I am not sure how 3 arguments in `range`work, but I guess You could get surrounding tiles in square shape and than check them for distance to the original ?

#pseudocode below

`````` for x in range(min_range,max_range + 1,1):
for y in range((min_range,max_range + 1,1):
var target = startingtile + vec2(x,y)
if target.distance_to(starttingtile) > mindist and < maxdist:
tilesincircle.append(target)
``````

Thanks for the awnser! This wouldnt work because you are leaving out some tiles. For example with `min_range = 3` `max_range=4` you want the tiles `(3,0) (2,1) (1,2) (0,3)` (and the corresponding negatives ones) and you are not getting either `(2,1)` or `(1,2)`. I tried yor method starting x and y from cero, and then you get some extra tiles at the outer borders like (`3,2)` which you shouldnt be getting ( you should be getting `(4,0) (3,1) (2,2) (1,3) (0,4)` )

Maybe I didnt explained quite well what my circle should look like. I will edit my question

Also the third argument in `range()` just means by how much you move between the min and max. If you ommit it, it defaults to 1.

Pomelo | 2022-06-07 20:06

The shape in your printscreen is no circle, it is just a square, except it is shifted diagonally
So You can still get normal square around You, and translate it by diagonal matrix.
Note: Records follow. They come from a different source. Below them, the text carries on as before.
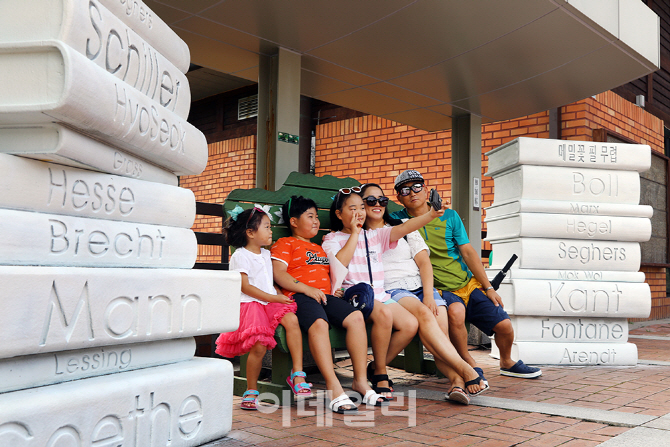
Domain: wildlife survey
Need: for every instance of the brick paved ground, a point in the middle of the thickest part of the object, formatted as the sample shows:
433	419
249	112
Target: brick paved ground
644	390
Rotation matrix - Wikipedia

So all Yuo need to do it to multiply positions of tiles in range of square by this 2d matrix using 45deg as an angle. ( You need to translate it to radians though )

Inces | 2022-06-08 08:32

Thanks! Involving a transformation matrix is neat idea! It seems though, that at the end of the day, there is no “simple” 2 or 3 lines code to do it. My main concern was, if I was missing a really obvious way to do it (since I will be writing much more of similar code).

Pomelo | 2022-06-10 15:46

I don’t know a lot about tiles, I don’t know much about building a tactics game either, but I do work on building 2D/2.5D RTS games primarily and I use Geometry a lot.

Geometry:

https://docs.godotengine.org/en/stable/classes/class_geometry.html

https://docs.godotengine.org/en/stable/classes/class_geometry.html#class-geometry-method-is-point-in-circle

This guy does a good intro for that class:

So, you could just have or add two child shapes or polygons to the starting Vector2 and set a shape for your tiles, then you’d find the tiles’ shapes that share points contained by the larger ( max range), but not the smaller of the two (min range).

I’m sure there’s even better ways to do the using direct space state and ray casting, but I’m still a novice here.
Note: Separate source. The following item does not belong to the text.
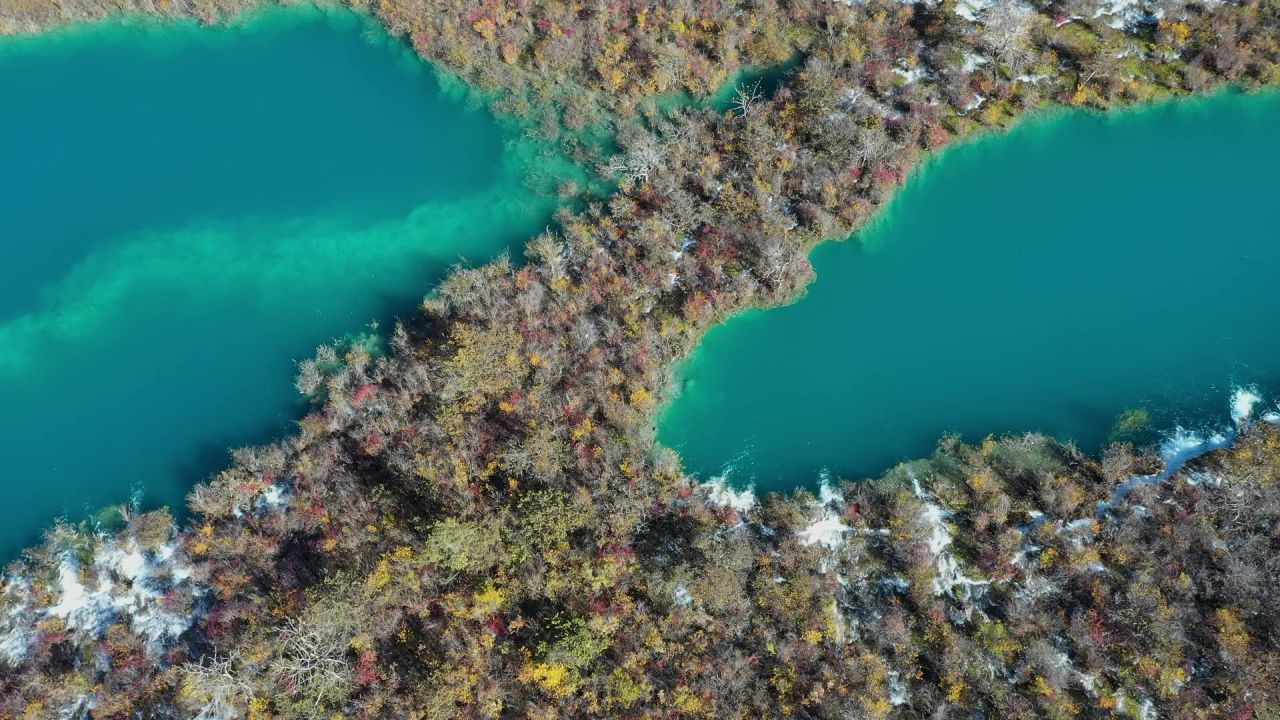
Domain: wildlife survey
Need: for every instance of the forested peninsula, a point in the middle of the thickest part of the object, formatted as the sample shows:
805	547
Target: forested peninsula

Thanks! Since I am working in a more “logic” oriented way of dealing with the grid (you could in principle play the game without visuals). I am not using any kind of polygon or shape, its just data inside a JSON type object.
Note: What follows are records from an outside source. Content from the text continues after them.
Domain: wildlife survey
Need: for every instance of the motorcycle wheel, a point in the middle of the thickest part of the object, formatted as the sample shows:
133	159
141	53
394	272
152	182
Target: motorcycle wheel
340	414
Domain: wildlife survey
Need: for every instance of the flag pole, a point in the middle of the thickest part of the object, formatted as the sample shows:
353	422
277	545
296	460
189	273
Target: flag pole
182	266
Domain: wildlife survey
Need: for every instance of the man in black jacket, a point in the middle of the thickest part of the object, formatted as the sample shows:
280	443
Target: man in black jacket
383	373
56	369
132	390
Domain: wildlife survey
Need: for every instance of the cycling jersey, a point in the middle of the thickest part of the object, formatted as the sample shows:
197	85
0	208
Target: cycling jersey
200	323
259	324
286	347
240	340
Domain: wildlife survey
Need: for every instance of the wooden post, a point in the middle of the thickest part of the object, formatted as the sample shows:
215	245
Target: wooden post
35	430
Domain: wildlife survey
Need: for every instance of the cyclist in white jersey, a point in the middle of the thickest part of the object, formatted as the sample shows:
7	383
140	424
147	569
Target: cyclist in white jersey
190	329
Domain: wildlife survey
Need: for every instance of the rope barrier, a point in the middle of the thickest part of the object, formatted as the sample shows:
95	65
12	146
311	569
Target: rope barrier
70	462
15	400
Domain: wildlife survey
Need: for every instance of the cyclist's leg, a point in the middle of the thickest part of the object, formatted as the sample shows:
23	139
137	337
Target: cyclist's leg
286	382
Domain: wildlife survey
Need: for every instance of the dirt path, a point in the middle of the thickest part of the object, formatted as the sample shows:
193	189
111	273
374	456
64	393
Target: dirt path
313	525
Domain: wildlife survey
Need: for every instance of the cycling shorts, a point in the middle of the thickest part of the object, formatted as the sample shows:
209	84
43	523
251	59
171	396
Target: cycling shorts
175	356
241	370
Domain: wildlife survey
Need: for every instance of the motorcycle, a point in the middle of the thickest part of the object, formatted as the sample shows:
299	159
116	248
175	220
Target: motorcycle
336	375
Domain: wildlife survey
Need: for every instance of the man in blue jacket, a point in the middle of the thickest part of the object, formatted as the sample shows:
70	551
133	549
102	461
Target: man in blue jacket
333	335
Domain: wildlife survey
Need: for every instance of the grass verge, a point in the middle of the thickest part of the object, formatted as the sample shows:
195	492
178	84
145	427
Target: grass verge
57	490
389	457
Still, didnt know about the geometry class so thanks for introducing it to me. It seems quite powerfull!

Pomelo | 2022-06-08 00:29

Well, you could probably write a function using some combination of `get_distance_to()`, `clamp()`, `wrapf()`, etc. I can think of a number of ways to solve this or , as you said, de-“bloat” your current implementation. However, without knowing the elements and the implementation you’re using (along with my insufficient understanding of tiles/tilesets, I wouldn’t know which to suggest.